Posit’s Julia Silge discusses model maintenance in terms of both software and statistics. She discussed data and concept drift, which are important concepts for monitoring performance. Julia also shows tooling from the vetiver package for monitoring dashboard templates.
Yours truly introduces the field of “conformal inference,” which is a fancy term for methods that can compute prediction intervals. The talk shows three different techniques and how to use them in tidymodels for regression models.
Chelsea Parlett-Pelleriti is a fantastic statistician and presenter. She shows how to use Shiny for Python to: demonstrate important modeling techniques for teaching, visualizing classification boundaries, model fairness, model deployment, and other topics.
fast.ai’s Jeremy Howard talks about large language models at both high- and low levels. GPT-4 is the focus and discusses fine-tuning, tokens, and other aspects of these models.
Brendan Broderick, a data science analyst at the Mayo Clinic, discusses aspects of developing healthcare delivery models to production. He uses a respiratory care unit application to illustrate the important facets of building a successful predictive model. They use Git, targets, renv, plumber, and Posit Connect to manage the scripting workflows and overall process.
Posit’s Daniel Falbel’s lightning talk describes changes to R’s torch implementations: the luz package for higher-level interfaces, two torch-based modeling packages (TabNet and brulee), hfub, and tok. They also mention the R torch book!

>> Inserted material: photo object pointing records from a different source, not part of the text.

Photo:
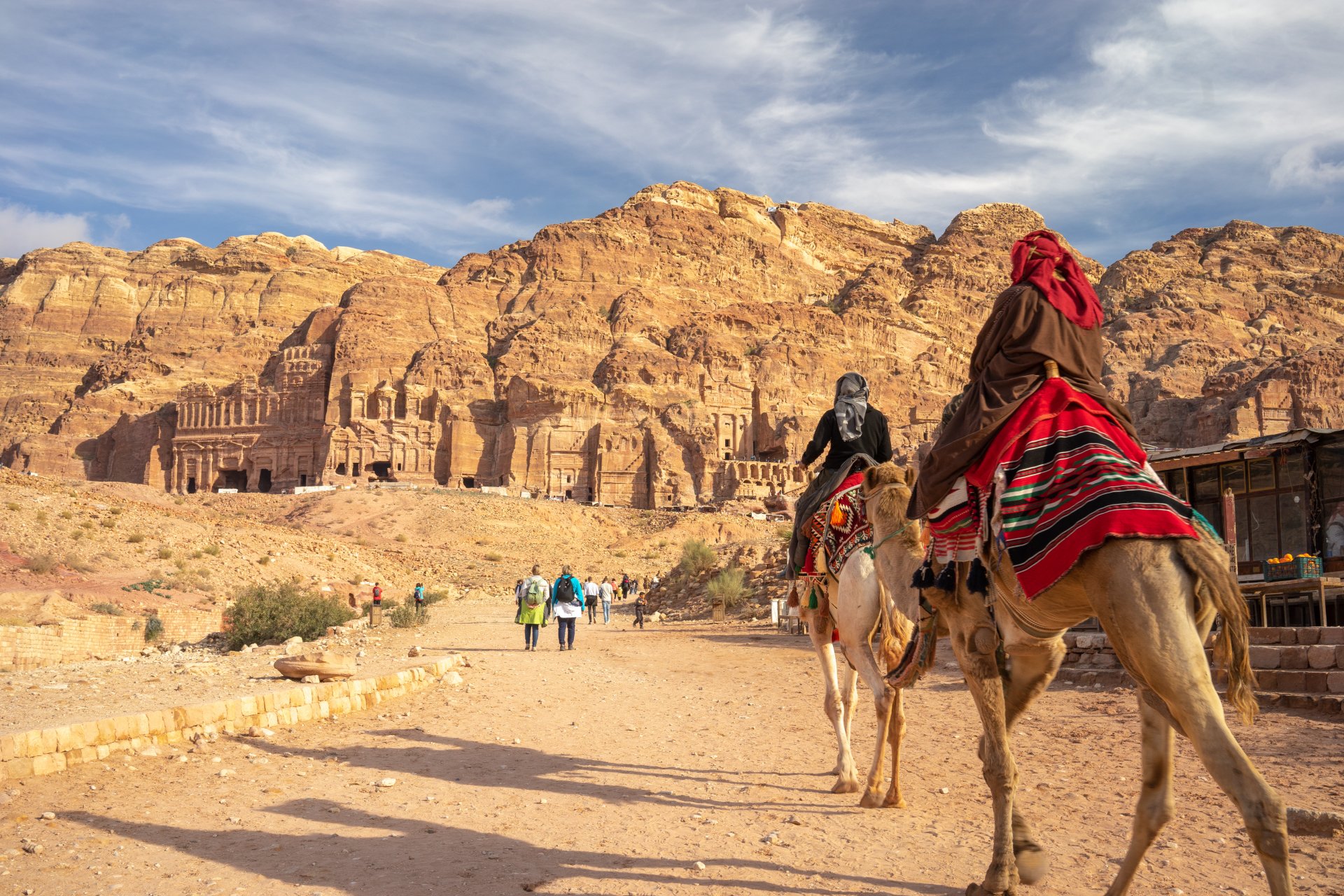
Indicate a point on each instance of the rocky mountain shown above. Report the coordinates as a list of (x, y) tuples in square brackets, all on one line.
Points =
[(667, 352)]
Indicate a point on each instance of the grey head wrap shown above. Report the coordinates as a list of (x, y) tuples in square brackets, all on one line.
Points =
[(851, 405)]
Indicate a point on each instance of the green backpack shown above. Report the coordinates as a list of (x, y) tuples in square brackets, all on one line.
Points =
[(537, 592)]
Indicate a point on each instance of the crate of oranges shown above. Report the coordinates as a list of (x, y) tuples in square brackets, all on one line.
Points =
[(1304, 566)]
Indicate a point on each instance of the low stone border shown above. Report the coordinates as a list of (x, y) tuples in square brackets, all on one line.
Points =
[(49, 750)]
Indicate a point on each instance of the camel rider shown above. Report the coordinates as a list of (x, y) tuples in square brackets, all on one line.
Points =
[(1050, 314), (855, 434)]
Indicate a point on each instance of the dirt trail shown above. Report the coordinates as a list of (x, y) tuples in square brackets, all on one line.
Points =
[(616, 767)]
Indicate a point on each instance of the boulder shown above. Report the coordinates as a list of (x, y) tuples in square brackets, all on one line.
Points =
[(327, 665)]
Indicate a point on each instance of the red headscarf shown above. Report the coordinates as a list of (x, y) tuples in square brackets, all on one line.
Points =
[(1040, 260)]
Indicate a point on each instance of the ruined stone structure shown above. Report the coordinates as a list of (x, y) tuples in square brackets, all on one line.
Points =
[(672, 351)]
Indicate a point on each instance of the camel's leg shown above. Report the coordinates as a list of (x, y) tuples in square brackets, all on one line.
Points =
[(847, 777), (1035, 662), (895, 734), (866, 665), (850, 688), (1148, 609), (1155, 799), (974, 640)]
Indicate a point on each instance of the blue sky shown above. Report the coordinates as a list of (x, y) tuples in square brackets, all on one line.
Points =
[(433, 130)]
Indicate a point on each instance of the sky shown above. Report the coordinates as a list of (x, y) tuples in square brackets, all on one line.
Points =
[(435, 130)]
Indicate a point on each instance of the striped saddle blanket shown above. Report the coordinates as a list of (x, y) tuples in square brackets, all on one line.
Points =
[(1057, 481), (840, 527)]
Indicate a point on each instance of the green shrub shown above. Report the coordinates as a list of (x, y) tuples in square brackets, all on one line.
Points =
[(272, 613), (409, 617), (42, 564), (727, 586), (696, 556)]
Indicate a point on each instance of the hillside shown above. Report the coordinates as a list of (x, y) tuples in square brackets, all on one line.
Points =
[(668, 352)]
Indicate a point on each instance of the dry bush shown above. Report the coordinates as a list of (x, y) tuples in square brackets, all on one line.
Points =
[(729, 586), (272, 613), (41, 564), (696, 556)]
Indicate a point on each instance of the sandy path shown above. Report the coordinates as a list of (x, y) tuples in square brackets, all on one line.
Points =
[(616, 767)]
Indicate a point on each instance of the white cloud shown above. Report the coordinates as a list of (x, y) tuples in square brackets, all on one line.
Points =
[(23, 230)]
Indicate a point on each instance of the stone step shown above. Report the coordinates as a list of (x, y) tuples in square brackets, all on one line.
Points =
[(1317, 656), (1287, 637), (1272, 691)]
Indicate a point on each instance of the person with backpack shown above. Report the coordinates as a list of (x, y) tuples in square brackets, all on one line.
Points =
[(533, 596), (590, 598), (566, 606), (606, 592)]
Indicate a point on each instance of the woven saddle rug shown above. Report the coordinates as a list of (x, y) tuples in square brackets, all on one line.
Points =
[(840, 527), (1058, 480)]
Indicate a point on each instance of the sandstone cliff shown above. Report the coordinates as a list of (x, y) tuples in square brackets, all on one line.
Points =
[(667, 352)]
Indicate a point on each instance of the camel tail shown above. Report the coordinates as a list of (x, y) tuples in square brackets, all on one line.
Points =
[(1230, 650)]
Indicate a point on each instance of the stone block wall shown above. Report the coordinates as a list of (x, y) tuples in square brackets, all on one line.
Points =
[(49, 750), (99, 636), (1294, 668)]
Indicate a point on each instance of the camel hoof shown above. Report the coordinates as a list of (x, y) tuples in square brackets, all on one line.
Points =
[(1032, 864)]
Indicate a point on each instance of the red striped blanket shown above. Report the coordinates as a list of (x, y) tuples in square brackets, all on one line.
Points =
[(1063, 477), (840, 527)]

The pre-conference workshops are excellent resources to learn and develop skills. This year was no exception.
Unfortunately, Posit does not record the workshops, but most of the instructors made their materials public.
Malcolm Barrett and Travis Gerke introduce the intricacies of producing valid inferences and making counterfactual, causal estimates.
If you are like me, someone with no prior formal training on this topic, you will love these materials.
We were very lucky to have Rob Hyndman conduct his two-day workshop on time series forecasting. He has literally written the book (several times!) on times series analysis.
The tidymodels group conducted two one-day workshops for introductory and advanced topics. All of the slides and sources, for every time that we do them, can be found at
Julia Silge shows how to use the R and Python packages for vetiver for MLOps. She describes how to version, deploy, and monitor the models you have trained.